Peter Lalor's book The Bridge: An Epic Story of an Australian Icon - the Sydney Harbour Bridge (2006) also commemorates Lennie Gwyther in chapter 11.

Mary Small's book Lennie's Ride (2010), published by Small Endeavour Publishing, also references Lennie Gwyther and his story. The illustrator of the pictures is Marion Wilcocks. It includes a chapter that was written with assistance from Beryl Ferrier, Lennie's sister, regarding their family and the farm.

Lennie's sister, Beryl Ferrier, also wrote a book Lennie Rides on and Reflections which was published in 2016.

Corinne Fenton's To The Bridge (illustrated by Andrew McLean) is a children's book which tells the story of Lennie's ride.

=== Radio ===

In February 2018, on the ABC radio program "Conversations", Richard Fidler and Sarah Kanowski, with guest Peter Lalor, spoke about Lennie Gwyther and his journey in the "depression-era Australia".

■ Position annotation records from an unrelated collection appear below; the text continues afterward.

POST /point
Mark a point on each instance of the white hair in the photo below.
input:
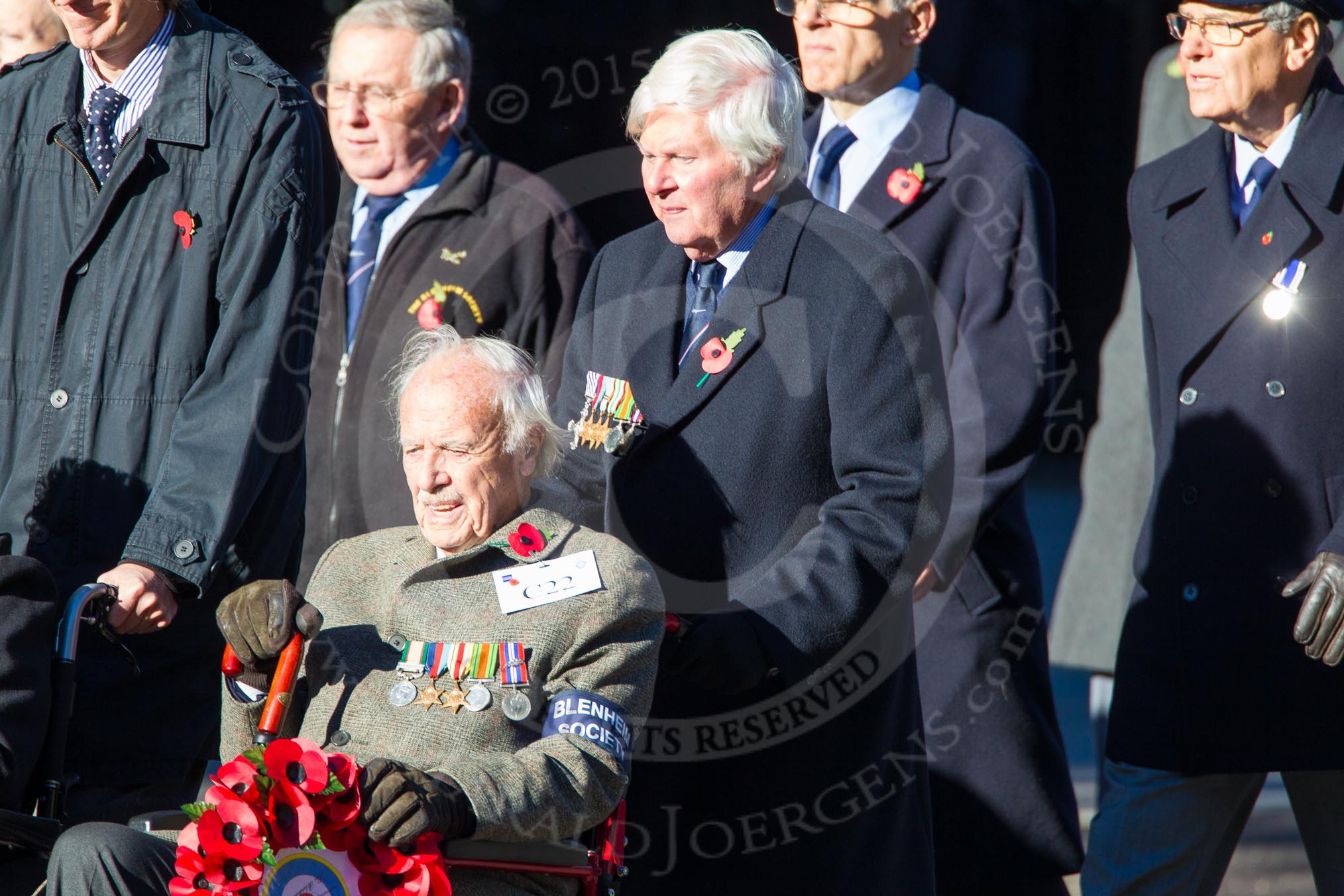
(519, 392)
(750, 95)
(443, 52)
(1280, 18)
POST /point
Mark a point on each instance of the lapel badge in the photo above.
(1280, 299)
(186, 226)
(905, 184)
(427, 307)
(716, 354)
(609, 418)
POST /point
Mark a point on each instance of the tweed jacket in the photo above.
(800, 489)
(380, 588)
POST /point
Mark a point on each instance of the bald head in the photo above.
(27, 26)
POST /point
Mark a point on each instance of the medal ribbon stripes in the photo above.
(1288, 278)
(515, 663)
(484, 661)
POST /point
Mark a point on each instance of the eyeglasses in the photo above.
(1215, 31)
(375, 101)
(842, 13)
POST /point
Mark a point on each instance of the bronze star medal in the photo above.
(455, 699)
(429, 698)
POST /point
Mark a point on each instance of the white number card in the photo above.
(534, 585)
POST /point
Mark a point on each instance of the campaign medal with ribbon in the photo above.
(610, 418)
(410, 667)
(516, 706)
(1278, 300)
(484, 660)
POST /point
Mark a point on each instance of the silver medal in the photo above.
(516, 706)
(477, 698)
(402, 693)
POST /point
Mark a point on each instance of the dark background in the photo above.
(551, 81)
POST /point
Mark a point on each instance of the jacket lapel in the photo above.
(759, 282)
(928, 140)
(1229, 268)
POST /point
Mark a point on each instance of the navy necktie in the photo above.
(826, 178)
(363, 258)
(101, 139)
(1262, 171)
(702, 302)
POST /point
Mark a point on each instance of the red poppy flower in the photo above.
(388, 872)
(230, 829)
(715, 357)
(338, 811)
(238, 777)
(299, 762)
(526, 540)
(231, 875)
(292, 817)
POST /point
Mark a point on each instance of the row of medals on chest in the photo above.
(515, 706)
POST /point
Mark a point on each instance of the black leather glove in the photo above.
(258, 621)
(719, 653)
(398, 804)
(1320, 622)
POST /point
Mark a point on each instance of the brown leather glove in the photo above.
(1320, 622)
(258, 621)
(398, 804)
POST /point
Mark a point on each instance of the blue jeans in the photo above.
(1160, 832)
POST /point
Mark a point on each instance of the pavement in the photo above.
(1269, 859)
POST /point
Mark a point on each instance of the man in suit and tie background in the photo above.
(970, 205)
(758, 409)
(1237, 237)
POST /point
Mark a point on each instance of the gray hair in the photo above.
(519, 392)
(443, 53)
(750, 95)
(1280, 17)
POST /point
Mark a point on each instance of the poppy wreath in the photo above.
(292, 794)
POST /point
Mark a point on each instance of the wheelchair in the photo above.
(597, 862)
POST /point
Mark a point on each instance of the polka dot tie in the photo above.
(101, 140)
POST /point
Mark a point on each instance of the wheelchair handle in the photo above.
(281, 687)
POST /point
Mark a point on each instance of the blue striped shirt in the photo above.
(137, 84)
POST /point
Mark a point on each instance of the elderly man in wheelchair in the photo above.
(486, 667)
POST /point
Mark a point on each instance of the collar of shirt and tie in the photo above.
(1252, 171)
(706, 281)
(848, 155)
(113, 109)
(375, 221)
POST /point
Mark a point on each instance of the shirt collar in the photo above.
(881, 120)
(1245, 154)
(429, 182)
(140, 80)
(736, 254)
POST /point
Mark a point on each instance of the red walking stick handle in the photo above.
(281, 685)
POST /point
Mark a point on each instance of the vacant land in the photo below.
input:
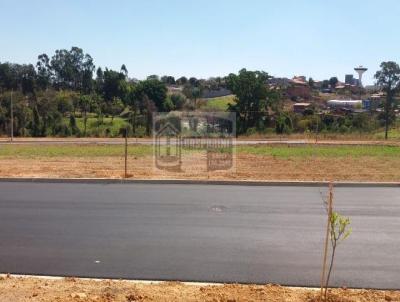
(217, 104)
(71, 289)
(254, 162)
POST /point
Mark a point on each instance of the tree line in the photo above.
(49, 96)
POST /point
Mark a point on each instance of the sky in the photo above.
(314, 38)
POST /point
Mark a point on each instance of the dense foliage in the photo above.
(66, 95)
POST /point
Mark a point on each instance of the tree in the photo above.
(169, 80)
(154, 90)
(251, 93)
(192, 93)
(388, 79)
(86, 103)
(72, 69)
(182, 81)
(36, 123)
(325, 84)
(44, 72)
(333, 81)
(115, 108)
(124, 70)
(114, 85)
(311, 83)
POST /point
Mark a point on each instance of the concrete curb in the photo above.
(201, 182)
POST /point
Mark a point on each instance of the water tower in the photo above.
(360, 70)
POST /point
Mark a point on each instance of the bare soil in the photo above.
(32, 289)
(248, 167)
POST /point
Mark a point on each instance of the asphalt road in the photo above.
(214, 233)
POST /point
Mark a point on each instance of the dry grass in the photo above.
(248, 167)
(71, 289)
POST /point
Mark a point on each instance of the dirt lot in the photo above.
(248, 167)
(70, 289)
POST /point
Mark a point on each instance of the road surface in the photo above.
(214, 233)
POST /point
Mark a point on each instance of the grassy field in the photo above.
(217, 104)
(279, 151)
(288, 151)
(253, 162)
(32, 151)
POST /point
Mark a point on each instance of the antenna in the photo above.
(360, 70)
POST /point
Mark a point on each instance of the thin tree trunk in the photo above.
(330, 270)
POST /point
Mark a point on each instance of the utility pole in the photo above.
(126, 152)
(12, 118)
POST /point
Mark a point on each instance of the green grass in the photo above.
(392, 134)
(321, 151)
(218, 104)
(30, 151)
(101, 130)
(280, 151)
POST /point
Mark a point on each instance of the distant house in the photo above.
(214, 93)
(300, 107)
(299, 88)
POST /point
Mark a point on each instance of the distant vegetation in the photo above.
(66, 95)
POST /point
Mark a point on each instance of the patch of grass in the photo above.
(107, 128)
(30, 151)
(279, 151)
(285, 151)
(218, 104)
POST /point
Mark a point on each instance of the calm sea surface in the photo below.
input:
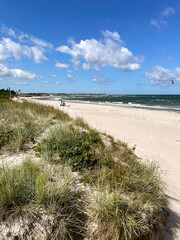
(159, 102)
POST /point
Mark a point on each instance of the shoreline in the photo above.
(156, 135)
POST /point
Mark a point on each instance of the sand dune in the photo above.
(156, 135)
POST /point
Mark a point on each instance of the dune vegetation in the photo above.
(82, 184)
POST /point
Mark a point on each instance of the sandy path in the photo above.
(156, 134)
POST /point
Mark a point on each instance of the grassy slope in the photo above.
(129, 201)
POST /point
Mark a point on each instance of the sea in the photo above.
(151, 102)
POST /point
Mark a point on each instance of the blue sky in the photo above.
(83, 46)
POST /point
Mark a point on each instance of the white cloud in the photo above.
(61, 65)
(4, 53)
(70, 78)
(101, 80)
(38, 54)
(53, 75)
(113, 35)
(86, 66)
(24, 37)
(168, 11)
(17, 50)
(15, 73)
(25, 45)
(109, 51)
(162, 76)
(159, 21)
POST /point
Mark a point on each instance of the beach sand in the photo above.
(156, 135)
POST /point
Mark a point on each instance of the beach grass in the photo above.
(25, 121)
(31, 191)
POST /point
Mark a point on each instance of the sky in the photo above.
(88, 46)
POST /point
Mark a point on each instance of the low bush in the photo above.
(72, 146)
(29, 192)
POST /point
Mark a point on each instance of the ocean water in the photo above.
(158, 102)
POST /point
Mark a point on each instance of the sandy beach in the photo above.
(155, 134)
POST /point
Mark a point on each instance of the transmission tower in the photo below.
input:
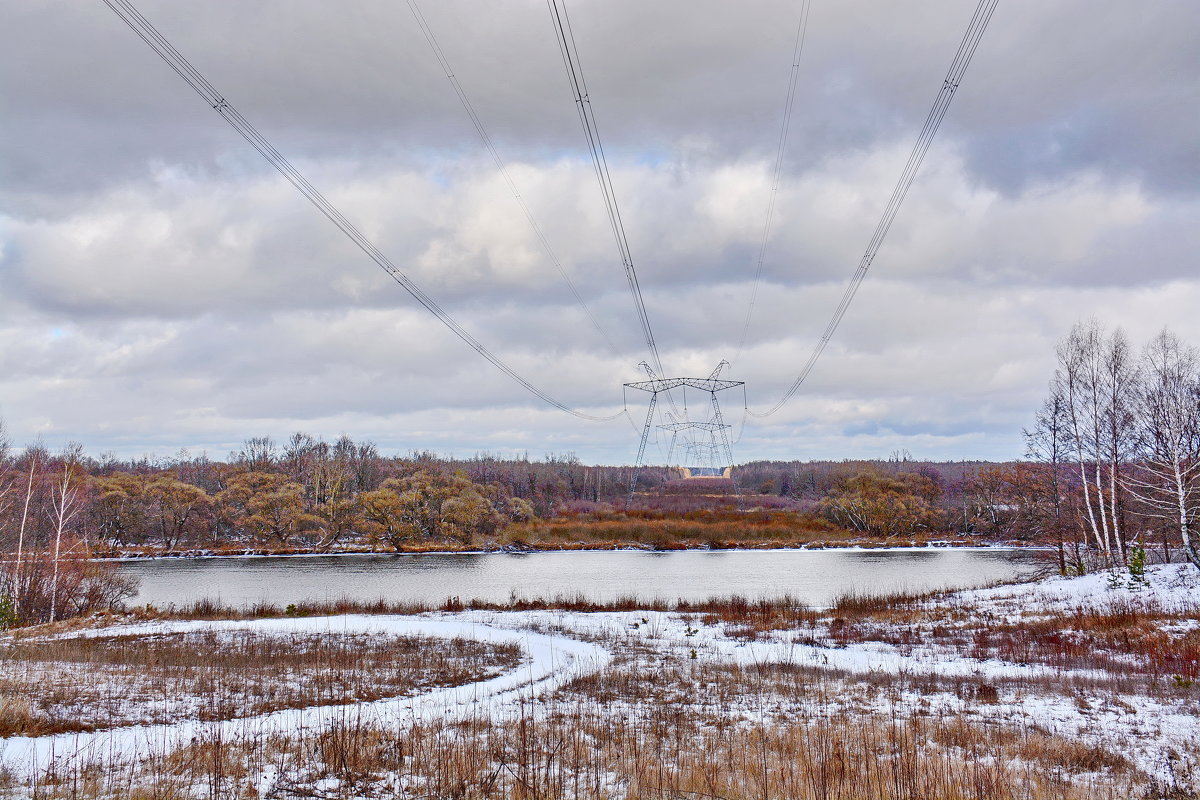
(718, 446)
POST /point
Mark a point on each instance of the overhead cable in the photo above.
(167, 52)
(789, 106)
(503, 168)
(936, 113)
(570, 54)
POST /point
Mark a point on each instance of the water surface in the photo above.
(815, 577)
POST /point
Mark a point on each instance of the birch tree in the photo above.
(1098, 382)
(66, 503)
(1048, 443)
(1168, 437)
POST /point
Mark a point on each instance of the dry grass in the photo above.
(658, 723)
(625, 733)
(93, 683)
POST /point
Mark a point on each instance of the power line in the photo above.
(789, 106)
(565, 38)
(936, 113)
(184, 68)
(503, 168)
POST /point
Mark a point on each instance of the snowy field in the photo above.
(1067, 687)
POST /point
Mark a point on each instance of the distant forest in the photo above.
(306, 493)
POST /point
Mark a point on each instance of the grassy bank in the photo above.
(1059, 690)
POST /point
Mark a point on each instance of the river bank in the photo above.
(1059, 689)
(443, 548)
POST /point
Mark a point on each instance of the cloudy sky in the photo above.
(161, 287)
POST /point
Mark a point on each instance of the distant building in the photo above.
(706, 471)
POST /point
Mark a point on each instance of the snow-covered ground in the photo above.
(1158, 732)
(549, 662)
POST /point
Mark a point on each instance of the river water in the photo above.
(815, 577)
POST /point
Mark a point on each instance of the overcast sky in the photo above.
(161, 287)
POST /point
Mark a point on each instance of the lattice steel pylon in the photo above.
(715, 426)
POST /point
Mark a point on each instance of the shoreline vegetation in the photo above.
(136, 554)
(1063, 689)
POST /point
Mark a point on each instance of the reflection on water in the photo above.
(815, 577)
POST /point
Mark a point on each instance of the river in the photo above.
(815, 577)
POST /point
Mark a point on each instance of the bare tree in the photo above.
(65, 505)
(1168, 437)
(1048, 443)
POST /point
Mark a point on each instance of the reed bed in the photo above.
(750, 734)
(77, 684)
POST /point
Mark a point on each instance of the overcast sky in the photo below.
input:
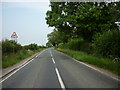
(27, 19)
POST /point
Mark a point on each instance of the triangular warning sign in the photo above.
(14, 35)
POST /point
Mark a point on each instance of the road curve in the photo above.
(52, 69)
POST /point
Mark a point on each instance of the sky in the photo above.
(27, 19)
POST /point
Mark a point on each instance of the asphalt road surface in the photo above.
(52, 69)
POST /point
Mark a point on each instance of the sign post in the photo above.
(14, 38)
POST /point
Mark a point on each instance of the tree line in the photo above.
(85, 26)
(11, 46)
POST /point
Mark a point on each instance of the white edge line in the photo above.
(53, 60)
(91, 67)
(97, 70)
(51, 53)
(19, 69)
(60, 79)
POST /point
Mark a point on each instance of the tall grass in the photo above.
(98, 61)
(11, 59)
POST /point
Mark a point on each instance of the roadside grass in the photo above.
(97, 61)
(11, 59)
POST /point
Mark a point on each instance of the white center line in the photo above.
(60, 79)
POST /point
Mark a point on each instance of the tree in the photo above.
(79, 19)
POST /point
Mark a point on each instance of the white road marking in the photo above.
(53, 60)
(60, 79)
(97, 70)
(51, 54)
(58, 74)
(18, 69)
(115, 78)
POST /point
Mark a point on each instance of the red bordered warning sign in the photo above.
(14, 35)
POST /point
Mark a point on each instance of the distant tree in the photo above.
(79, 19)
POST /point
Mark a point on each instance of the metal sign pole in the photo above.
(14, 37)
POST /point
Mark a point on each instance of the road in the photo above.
(52, 69)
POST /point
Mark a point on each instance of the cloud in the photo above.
(24, 0)
(41, 6)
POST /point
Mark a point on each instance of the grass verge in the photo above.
(97, 61)
(11, 59)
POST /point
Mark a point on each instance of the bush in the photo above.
(108, 44)
(77, 44)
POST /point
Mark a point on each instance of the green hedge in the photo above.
(108, 44)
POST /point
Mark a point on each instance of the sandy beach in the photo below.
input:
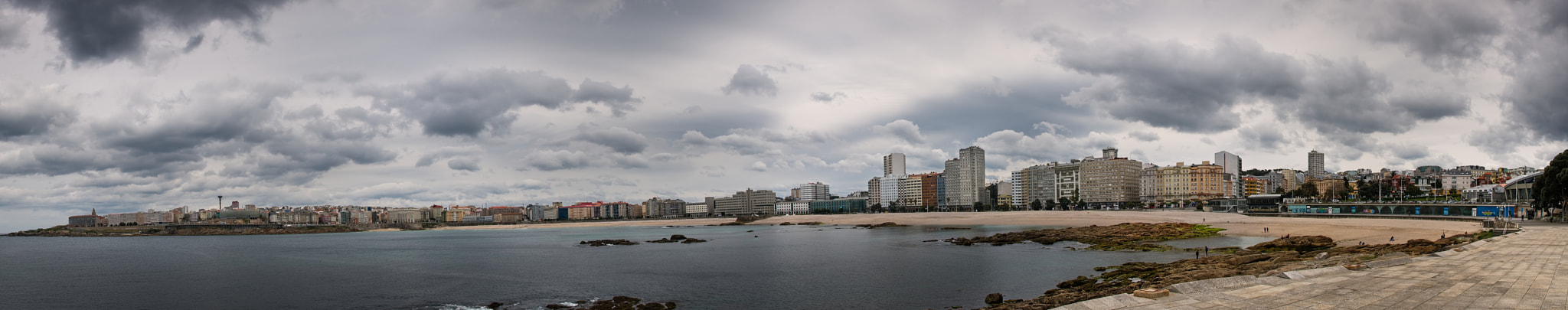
(1343, 230)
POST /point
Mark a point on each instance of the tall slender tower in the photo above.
(1315, 165)
(971, 176)
(893, 165)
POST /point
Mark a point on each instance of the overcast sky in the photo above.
(157, 104)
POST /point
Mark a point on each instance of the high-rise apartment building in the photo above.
(966, 178)
(874, 191)
(1315, 165)
(745, 202)
(1034, 184)
(893, 165)
(951, 175)
(1233, 166)
(812, 191)
(1111, 181)
(929, 188)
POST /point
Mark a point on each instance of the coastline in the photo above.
(1344, 232)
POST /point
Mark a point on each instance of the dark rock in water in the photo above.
(1081, 281)
(609, 243)
(993, 298)
(885, 224)
(618, 302)
(1297, 243)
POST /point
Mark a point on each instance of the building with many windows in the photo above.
(745, 202)
(1111, 181)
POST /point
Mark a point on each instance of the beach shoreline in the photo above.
(1370, 230)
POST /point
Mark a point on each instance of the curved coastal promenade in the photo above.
(1515, 271)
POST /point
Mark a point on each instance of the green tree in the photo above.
(1551, 187)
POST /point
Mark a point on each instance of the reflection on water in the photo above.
(773, 266)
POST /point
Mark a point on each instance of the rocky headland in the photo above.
(1119, 237)
(1264, 259)
(63, 230)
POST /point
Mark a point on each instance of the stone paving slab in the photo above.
(1524, 269)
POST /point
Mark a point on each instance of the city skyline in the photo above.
(407, 104)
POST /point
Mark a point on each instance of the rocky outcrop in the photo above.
(158, 230)
(609, 243)
(618, 302)
(885, 224)
(993, 298)
(1126, 235)
(675, 238)
(1295, 243)
(1295, 254)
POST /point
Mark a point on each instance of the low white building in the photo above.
(792, 209)
(1485, 193)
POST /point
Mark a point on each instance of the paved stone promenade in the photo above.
(1517, 271)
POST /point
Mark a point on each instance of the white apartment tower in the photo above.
(812, 191)
(893, 165)
(1315, 165)
(1233, 166)
(971, 178)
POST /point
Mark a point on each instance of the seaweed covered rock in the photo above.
(1119, 237)
(885, 224)
(1266, 259)
(609, 243)
(1295, 243)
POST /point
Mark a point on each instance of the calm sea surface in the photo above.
(776, 266)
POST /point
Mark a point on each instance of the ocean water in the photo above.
(775, 266)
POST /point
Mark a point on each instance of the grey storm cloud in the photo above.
(827, 97)
(1351, 96)
(109, 30)
(752, 82)
(557, 160)
(902, 129)
(1263, 139)
(193, 43)
(1446, 35)
(1145, 136)
(463, 165)
(24, 113)
(616, 139)
(214, 113)
(11, 35)
(618, 99)
(1174, 85)
(1539, 99)
(1194, 90)
(468, 104)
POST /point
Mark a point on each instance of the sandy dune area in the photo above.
(1343, 230)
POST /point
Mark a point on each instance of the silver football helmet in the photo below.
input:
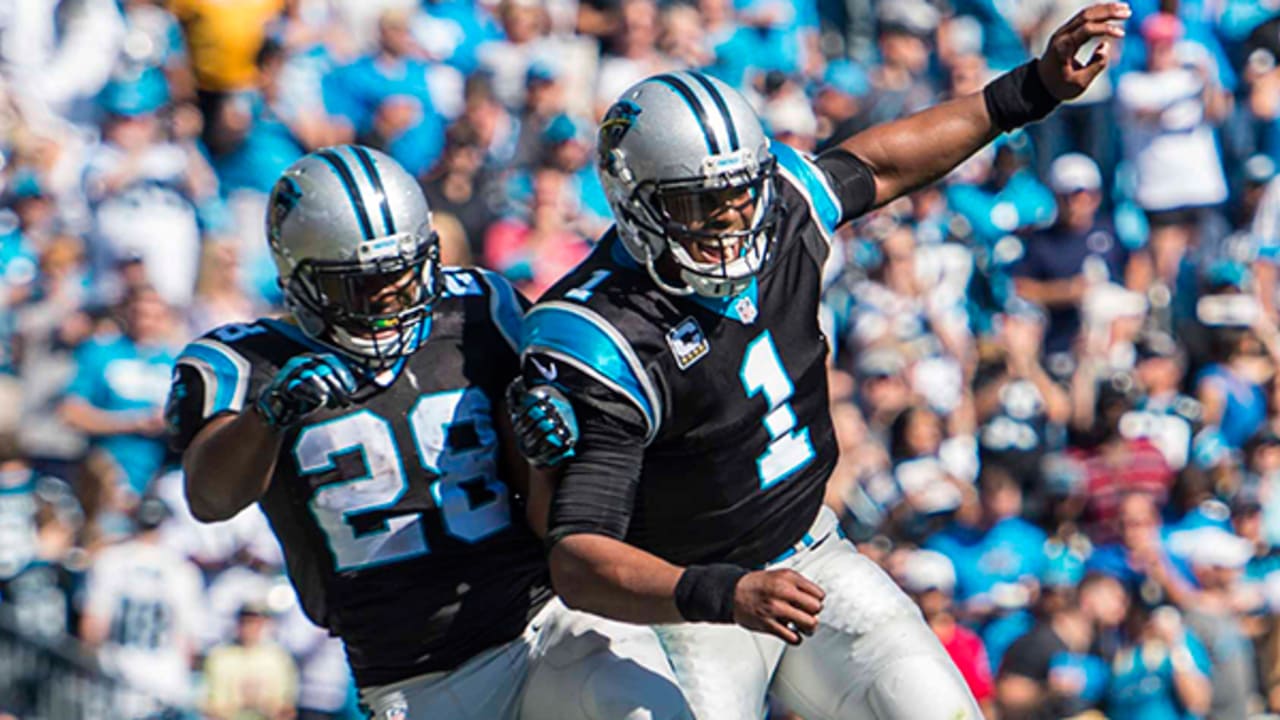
(355, 253)
(675, 151)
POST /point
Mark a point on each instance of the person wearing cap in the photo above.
(1166, 115)
(118, 391)
(144, 190)
(544, 100)
(631, 55)
(1217, 559)
(251, 675)
(790, 119)
(142, 607)
(999, 559)
(929, 579)
(899, 83)
(385, 96)
(1057, 668)
(1016, 400)
(1164, 414)
(1265, 232)
(1061, 261)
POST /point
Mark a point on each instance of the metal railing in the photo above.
(56, 679)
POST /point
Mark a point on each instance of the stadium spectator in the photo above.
(387, 99)
(251, 677)
(117, 395)
(1061, 261)
(223, 40)
(142, 605)
(929, 579)
(1161, 670)
(1168, 115)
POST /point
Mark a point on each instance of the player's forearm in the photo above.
(229, 465)
(607, 577)
(915, 150)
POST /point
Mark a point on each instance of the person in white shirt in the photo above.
(141, 611)
(1168, 114)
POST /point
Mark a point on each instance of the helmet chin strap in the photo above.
(652, 265)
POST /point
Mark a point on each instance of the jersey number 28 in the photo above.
(433, 422)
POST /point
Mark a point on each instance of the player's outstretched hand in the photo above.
(778, 602)
(306, 383)
(544, 423)
(1064, 76)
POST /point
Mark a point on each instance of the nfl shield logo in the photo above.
(688, 342)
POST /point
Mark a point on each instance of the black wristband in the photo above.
(704, 593)
(1018, 98)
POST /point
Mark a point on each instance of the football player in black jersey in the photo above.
(690, 350)
(368, 427)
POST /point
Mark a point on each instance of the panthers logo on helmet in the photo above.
(284, 199)
(616, 123)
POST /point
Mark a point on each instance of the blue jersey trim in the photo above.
(224, 373)
(586, 341)
(504, 308)
(807, 178)
(728, 306)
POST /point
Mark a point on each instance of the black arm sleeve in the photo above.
(597, 490)
(851, 180)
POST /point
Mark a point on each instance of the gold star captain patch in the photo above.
(688, 342)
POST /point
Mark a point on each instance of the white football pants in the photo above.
(872, 657)
(567, 665)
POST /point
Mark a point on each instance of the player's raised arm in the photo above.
(913, 151)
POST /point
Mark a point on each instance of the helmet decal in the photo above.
(616, 124)
(284, 199)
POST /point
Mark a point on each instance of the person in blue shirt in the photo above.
(269, 144)
(787, 33)
(999, 559)
(1142, 560)
(1161, 673)
(1233, 401)
(735, 48)
(118, 392)
(387, 99)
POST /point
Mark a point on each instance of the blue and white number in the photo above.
(472, 464)
(790, 449)
(384, 482)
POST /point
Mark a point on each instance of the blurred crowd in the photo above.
(1054, 374)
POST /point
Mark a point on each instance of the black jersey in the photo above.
(398, 532)
(718, 408)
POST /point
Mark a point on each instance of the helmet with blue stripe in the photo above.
(688, 171)
(355, 253)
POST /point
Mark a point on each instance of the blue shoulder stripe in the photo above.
(810, 182)
(580, 337)
(504, 308)
(224, 372)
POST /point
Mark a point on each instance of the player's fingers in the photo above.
(1106, 12)
(805, 586)
(781, 630)
(1088, 31)
(796, 619)
(804, 601)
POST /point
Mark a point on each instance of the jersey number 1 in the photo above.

On 17 April 2018, the ABC program "History Listen", produced by Lyn Gallacher, included a "Lennie the Legend" episode, featuring Lennie's family members, Julie Campbell and Beryl Ferrier, author Stephanie Owen Reeder, and music teachers Roz Girvan from Clifton Hill and Jess Stein from Leongatha Primary School.

== Commemorative statue ==

A statue to commemorate Lennie and Ginger Mick's journey was unveiled in Leongatha in 2017.

Funded through a Federal Government community grant and community fundraising, the statue is located next to a public rest stop.

The statue was designed in-house and manufactured at Arrow Bronze of Dandenong, Victoria.